The deliberate targeting of civilians constitutes one of the gravest violations under international law—a categorical red line that no state may cross without undermining the very foundations of the global legal order. Yet, during Operation Sindoor, India’s cross-border strikes against Pakistan’s civilian population transgressed that boundary with calculated intent. Entire families were annihilated, homes razed, and lives extinguished in attacks that were neither dictated by military necessity nor accidental, but deliberate affronts to the principles of international humanitarian law (IHL). These actions were more than breaches of the laws of armed conflict—they represented a fundamental betrayal of India’s own constitutional guarantees of life and dignity. They unfolded under the gaze of an international community whose silence risks morphing into complicity, setting a perilous precedent for the permissibility of civilian targeting in future conflicts.
The protections for civilians in armed conflict are unequivocal. The 1949 Geneva Conventions, to which India is a party, and their Additional Protocols prohibit direct attacks against civilian populations. Article 51(2) of Additional Protocol I is explicit: “The civilian population as such, as well as individual civilians, shall not be the object of attack.” The Rome Statute of the International Criminal Court (ICC)—though not ratified by India—classifies such acts as war crimes under Article 8(2)(b)(i). Common Article 3 of the Geneva Conventions, applicable to all armed conflicts, prohibits “violence to life and person” against civilians. By engaging in indiscriminate shelling of residential areas, targeting women and children, and destroying civilian infrastructure, India’s conduct during Operation Sindoor aligns with the legal definition of state terrorism articulated in UNGA Resolution 49/60, which condemns intentional acts designed to intimidate civilian populations.

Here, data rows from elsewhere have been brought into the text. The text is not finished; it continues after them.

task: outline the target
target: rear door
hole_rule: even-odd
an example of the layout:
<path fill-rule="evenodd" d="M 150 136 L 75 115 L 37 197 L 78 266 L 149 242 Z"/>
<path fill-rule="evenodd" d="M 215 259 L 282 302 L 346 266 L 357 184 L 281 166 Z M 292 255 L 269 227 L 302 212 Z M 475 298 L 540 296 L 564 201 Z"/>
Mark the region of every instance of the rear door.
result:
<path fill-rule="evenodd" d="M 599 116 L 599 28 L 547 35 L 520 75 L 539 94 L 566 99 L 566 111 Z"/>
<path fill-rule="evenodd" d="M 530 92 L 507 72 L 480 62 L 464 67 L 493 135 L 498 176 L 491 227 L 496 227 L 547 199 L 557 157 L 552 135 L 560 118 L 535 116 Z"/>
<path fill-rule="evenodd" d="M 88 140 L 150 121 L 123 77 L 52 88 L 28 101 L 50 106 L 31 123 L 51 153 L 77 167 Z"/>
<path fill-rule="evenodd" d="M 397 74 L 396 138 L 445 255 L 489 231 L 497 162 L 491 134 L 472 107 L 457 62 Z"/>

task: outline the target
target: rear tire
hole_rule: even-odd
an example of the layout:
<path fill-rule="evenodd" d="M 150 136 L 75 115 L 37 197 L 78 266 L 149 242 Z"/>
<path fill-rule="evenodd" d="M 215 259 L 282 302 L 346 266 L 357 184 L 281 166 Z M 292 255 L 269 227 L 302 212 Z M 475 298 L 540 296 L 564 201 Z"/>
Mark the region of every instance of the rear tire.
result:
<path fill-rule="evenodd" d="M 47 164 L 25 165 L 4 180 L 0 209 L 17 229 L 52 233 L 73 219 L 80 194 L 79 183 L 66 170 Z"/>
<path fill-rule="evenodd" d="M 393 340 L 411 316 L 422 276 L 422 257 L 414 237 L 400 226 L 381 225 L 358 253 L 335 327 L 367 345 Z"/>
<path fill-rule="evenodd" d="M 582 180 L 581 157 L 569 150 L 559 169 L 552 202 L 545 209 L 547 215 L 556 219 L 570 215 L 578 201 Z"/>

These violations also stand in direct contradiction to India’s domestic constitutional and treaty-based obligations. Article 21 of the Indian Constitution guarantees the right to life and personal liberty, expansively interpreted by the Supreme Court to include the right to dignity and protection from arbitrary state violence. While primarily applicable to Indian citizens, these protections reflect the normative commitments India has undertaken under the International Covenant on Civil and Political Rights (ICCPR)—notably, Article 6 on the right to life and Article 7 prohibiting torture or cruel, inhuman, or degrading treatment. By conducting cross-border strikes on non-combatants, India has not only contravened IHL but has also eroded its own constitutional ethos and international legal standing.
Justice for the victims of Operation Sindoor is both a legal entitlement and a moral imperative. Multiple international mechanisms remain available if pursued with political resolve. Pakistan could bring proceedings before the International Court of Justice (ICJ) for violations of IHL. Complaints to the UN Human Rights Council (UNHRC) could be lodged via its Special Procedures, including the Special Rapporteurs on Extrajudicial, Summary or Arbitrary Executions; Violence Against Women; and Human Rights while Countering Terrorism. The UN Human Rights Committee, which monitors ICCPR compliance, may be engaged in cases where domestic remedies prove ineffective. Under the “Uniting for Peace” framework, the UN General Assembly could recommend collective measures against such acts. Furthermore, while neither India nor Pakistan are ICC States Parties, the ICC could acquire jurisdiction through a UN Security Council referral, as occurred in Darfur.
Such avenues, however, require the dismantling of the international community’s selective approach to accountability. States such as the United States, United Kingdom, Canada, France, Germany, Australia, Japan, and Norway—whose domestic laws condemn state violence against civilians—must apply these standards consistently. Mechanisms like the U.S. Leahy Laws, the UK Human Rights Act, Canada’s Justice for Victims of Corrupt Foreign Officials Act, the EU’s Global Human Rights Sanctions Regime, and Australia’s Magnitsky-style sanctions framework provide ready-made tools for targeted accountability.
India’s conduct during Operation Sindoor also meets the UNGA’s functional definition of state terrorism: acts intended to cause death or serious injury to civilians for the purpose of intimidating a population or compelling governmental action. The absence of any military necessity suggests these strikes sought not battlefield advantage but the creation of fear, political pressure on Pakistan, and the delivery of a coercive strategic message.
For the victims, these legal classifications are distant abstractions compared to the tangible devastation they endure—the empty chairs at family meals, orphaned children, and the ruins that once housed communities. Women and girls, in particular, bore a disproportionate burden, enduring the compounded effects of armed conflict and gender-based violence. Under the Convention on the Elimination of All Forms of Discrimination Against Women (CEDAW), India had an affirmative duty to shield women from such harms. Instead, it became the source of their suffering.
Pakistan’s response must be multidimensional—asserting sovereignty, pursuing sustained diplomatic engagement with key capitals and multilateral fora, presenting incontrovertible evidence, and amplifying the testimonies of survivors to global audiences in Geneva, New York, London, and Washington.